California Privacy Law Overview
Understanding CCPA, CPRA, and your privacy rights
CCPA/CPRA Basics
- California Consumer Privacy Act (CCPA) enacted 2018, effective 2020
- California Privacy Rights Act (CPRA) enacted 2020, effective 2023
- Applies to businesses meeting size/revenue thresholds
- Creates consumer rights to know, delete, correct, and opt-out
- Limited private right of action for data breaches only
Who Is Covered?
- Businesses with $25M+ annual gross revenue, OR
- Businesses that buy/sell/share PI of 100K+ consumers, OR
- Businesses deriving 50%+ revenue from selling consumer PI
- California residents have rights regardless of where business is located
- Some exceptions for employees, B2B, public records
Key Statutes
- CC 1798.100-1798.199.100 (CCPA/CPRA framework)
- CC 1798.150 (Private right of action for data breaches)
- CC 1798.155 (California Privacy Protection Agency)
- CC 1798.185 (AG implementing regulations)
- B&P 22575-22579 (CalOPPA - Online Privacy Policy Act)
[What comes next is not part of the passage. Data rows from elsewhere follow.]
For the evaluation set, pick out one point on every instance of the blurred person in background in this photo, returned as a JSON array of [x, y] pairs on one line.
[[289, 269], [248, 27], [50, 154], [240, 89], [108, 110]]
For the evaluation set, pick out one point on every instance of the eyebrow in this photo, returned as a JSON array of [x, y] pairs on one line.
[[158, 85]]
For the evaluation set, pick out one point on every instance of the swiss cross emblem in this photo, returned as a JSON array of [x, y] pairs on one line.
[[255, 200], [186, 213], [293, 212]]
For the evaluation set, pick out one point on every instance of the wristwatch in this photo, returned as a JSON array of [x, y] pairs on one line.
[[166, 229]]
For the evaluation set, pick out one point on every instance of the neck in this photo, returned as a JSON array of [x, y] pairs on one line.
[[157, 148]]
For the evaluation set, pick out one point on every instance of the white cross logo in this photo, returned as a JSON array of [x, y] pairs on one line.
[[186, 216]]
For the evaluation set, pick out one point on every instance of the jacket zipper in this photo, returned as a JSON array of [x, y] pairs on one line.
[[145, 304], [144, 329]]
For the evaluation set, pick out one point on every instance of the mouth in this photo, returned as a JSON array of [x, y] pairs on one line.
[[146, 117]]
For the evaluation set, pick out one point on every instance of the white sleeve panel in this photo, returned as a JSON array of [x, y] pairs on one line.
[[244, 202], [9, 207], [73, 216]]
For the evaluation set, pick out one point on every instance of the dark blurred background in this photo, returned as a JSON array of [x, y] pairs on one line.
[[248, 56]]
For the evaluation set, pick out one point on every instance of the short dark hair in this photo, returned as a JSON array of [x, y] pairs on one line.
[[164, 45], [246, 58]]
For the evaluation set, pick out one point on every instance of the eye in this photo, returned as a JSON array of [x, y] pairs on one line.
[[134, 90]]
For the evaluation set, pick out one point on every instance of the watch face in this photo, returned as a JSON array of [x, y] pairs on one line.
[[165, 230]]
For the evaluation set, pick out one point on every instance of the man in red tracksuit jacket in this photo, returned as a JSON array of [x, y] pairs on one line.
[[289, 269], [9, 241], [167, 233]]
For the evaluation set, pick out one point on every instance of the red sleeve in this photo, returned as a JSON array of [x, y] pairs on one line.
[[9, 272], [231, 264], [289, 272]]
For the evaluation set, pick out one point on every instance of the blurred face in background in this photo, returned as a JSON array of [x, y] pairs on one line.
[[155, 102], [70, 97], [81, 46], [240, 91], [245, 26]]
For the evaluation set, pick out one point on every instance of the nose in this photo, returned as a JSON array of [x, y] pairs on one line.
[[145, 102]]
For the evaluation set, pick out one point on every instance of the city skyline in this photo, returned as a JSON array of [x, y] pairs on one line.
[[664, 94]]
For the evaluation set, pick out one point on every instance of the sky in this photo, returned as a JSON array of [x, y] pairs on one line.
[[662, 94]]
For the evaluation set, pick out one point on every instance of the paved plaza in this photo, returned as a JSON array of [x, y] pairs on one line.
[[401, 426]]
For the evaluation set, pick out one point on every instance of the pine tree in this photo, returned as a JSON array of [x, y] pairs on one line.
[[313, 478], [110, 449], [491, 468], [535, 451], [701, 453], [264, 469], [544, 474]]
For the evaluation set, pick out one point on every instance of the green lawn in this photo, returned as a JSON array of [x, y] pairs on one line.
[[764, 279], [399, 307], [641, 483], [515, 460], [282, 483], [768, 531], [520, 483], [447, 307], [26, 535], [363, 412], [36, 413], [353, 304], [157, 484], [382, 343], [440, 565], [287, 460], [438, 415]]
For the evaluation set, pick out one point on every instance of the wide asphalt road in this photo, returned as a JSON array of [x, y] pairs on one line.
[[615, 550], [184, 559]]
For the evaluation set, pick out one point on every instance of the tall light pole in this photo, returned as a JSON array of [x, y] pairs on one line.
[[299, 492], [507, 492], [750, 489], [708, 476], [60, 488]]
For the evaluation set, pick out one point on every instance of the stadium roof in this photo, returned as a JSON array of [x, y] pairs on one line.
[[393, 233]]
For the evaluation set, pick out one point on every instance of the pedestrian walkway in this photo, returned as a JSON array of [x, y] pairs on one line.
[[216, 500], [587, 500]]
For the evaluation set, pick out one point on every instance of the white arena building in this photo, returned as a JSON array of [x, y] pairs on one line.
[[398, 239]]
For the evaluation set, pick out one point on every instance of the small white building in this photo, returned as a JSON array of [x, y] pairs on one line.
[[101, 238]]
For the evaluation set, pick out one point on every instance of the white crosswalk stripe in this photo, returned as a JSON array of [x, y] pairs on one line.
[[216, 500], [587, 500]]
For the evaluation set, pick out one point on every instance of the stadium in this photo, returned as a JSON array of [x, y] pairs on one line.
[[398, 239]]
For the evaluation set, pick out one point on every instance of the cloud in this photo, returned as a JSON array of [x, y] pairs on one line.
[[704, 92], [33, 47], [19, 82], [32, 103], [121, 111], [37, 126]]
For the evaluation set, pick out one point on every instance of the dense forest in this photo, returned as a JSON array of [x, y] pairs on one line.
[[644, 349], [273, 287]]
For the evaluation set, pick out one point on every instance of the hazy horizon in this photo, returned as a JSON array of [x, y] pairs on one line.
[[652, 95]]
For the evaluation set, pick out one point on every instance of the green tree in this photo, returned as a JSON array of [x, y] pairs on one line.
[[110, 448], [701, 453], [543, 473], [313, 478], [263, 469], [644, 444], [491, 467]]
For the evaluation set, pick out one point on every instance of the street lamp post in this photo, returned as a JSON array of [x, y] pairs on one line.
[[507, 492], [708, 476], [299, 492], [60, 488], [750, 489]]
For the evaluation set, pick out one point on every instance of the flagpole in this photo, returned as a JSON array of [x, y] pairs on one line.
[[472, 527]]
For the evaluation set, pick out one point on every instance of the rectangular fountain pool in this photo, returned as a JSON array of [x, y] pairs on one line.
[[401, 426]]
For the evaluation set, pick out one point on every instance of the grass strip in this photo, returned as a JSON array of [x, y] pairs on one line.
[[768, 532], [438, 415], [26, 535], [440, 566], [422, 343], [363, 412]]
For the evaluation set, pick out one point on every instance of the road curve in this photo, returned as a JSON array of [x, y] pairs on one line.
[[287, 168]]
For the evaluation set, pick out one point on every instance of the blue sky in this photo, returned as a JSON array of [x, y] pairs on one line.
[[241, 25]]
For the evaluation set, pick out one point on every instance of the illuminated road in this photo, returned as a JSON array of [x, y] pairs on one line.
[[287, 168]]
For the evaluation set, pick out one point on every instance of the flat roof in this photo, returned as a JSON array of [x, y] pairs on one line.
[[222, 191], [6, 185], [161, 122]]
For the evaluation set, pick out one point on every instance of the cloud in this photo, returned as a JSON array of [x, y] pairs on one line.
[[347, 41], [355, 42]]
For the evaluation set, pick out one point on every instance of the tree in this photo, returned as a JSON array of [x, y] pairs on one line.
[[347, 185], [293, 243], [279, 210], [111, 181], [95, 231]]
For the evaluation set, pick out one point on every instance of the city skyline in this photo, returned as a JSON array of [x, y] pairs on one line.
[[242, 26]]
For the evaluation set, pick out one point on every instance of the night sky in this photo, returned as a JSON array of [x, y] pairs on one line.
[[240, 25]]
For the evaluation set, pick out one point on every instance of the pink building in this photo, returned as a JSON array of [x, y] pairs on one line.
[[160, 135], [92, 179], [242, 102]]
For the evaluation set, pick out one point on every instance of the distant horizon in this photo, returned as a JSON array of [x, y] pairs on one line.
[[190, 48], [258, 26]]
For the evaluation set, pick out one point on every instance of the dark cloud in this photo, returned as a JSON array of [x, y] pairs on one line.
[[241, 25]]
- CC 1798.29 (Data breach notification)
CCPA/CPRA Calculators
Calculate damages, deadlines, and compliance status
CCPA Violation Damages Calculator
Calculate potential damages for CCPA/CPRA violations including data breaches and enforcement penalties
Data Breach Notification Deadline Calculator
Calculate when you must notify consumers and the AG after discovering a data breach
CCPA Rights Request & Compliance Checker
Check if a business must comply with your CCPA request and when they must respond
Private Right of Action (CC 1798.150)
When you can sue for CCPA violations
Data Breach ONLY
- Private lawsuits allowed ONLY for data breaches due to inadequate security (CC 1798.150)
- No private right of action for other CCPA violations (failure to respond to requests, improper sale of data, etc.)
- Must show breach caused by failure to maintain reasonable security
- Statutory damages: $100-$750 per consumer per incident
- Actual damages also recoverable if greater than statutory
30-Day Cure Notice
- Must provide 30 days' written notice to business before filing suit
- Notice must identify specific CCPA provisions violated
- If business cures violation within 30 days, no lawsuit allowed
- Send to business's agent for service of process or designated CCPA contact
- Failure to provide notice can result in dismissal
Damages & Relief
- Statutory damages: $100-$750 per consumer per incident (court discretion)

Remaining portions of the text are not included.